AI companies are buying your old Tumblr and Reddit posts

The next big business opportunity in AI might be websites selling their users’ posts.

Driving the news: Automattic, the company that owns Tumblr and WordPress, is reportedly preparing deals to let OpenAI and Midjourney scrape user posts for AI training data. There’s an easy joke about AIs trained on fanfiction and anime memes, but Tumblr is a popular place for artists to post their work, and over 800 million websites use WordPress as their content management system.

  • Tumblr is not as big as it once was, but the deal will cover public posts as far back as 2014 — though concerned users will be given the option to opt out of AI training.

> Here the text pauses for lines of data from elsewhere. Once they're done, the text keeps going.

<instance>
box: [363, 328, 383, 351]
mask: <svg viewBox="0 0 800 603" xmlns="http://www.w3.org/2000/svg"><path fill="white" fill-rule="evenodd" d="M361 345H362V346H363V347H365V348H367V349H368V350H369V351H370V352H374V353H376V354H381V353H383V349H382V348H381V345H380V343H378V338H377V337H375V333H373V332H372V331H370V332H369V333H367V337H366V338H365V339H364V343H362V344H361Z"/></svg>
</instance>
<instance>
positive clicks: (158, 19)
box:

Catch-up: Last month, Reddit struck a deal with Google to train AI models on user posts, worth US$60 million annually. The platform is so hopeful about these kinds of deals that it's comfortable going public despite a US$90.8 million loss in 2023.

Why it matters: Selling access to user data for AI training could be a big revenue stream for media companies, one that’s especially attractive after several years of ad market volatility. AI is only as good as the data it is trained on, and companies seem willing to pay big for it.

  • That might be because they need more sources as news outlets begin blocking website-scraping crawlers. According to Originality AI, 37% of the top 350 news sites are blocking OpenAI, with 12% blocking Google.
     
  • Copyright lawsuits also might be pushing AI companies away from the “it’s better to beg forgiveness than pay for permission” approach of the past.

Zoom out: News media might be interested in being used for training data, as long as companies pay up. OpenAI has struck deals with Axel Springer and The Associated Press, and is reportedly seeking more deals worth US$5 million annually. Apple is reportedly going as high as US$50 million to get training data from some publishers.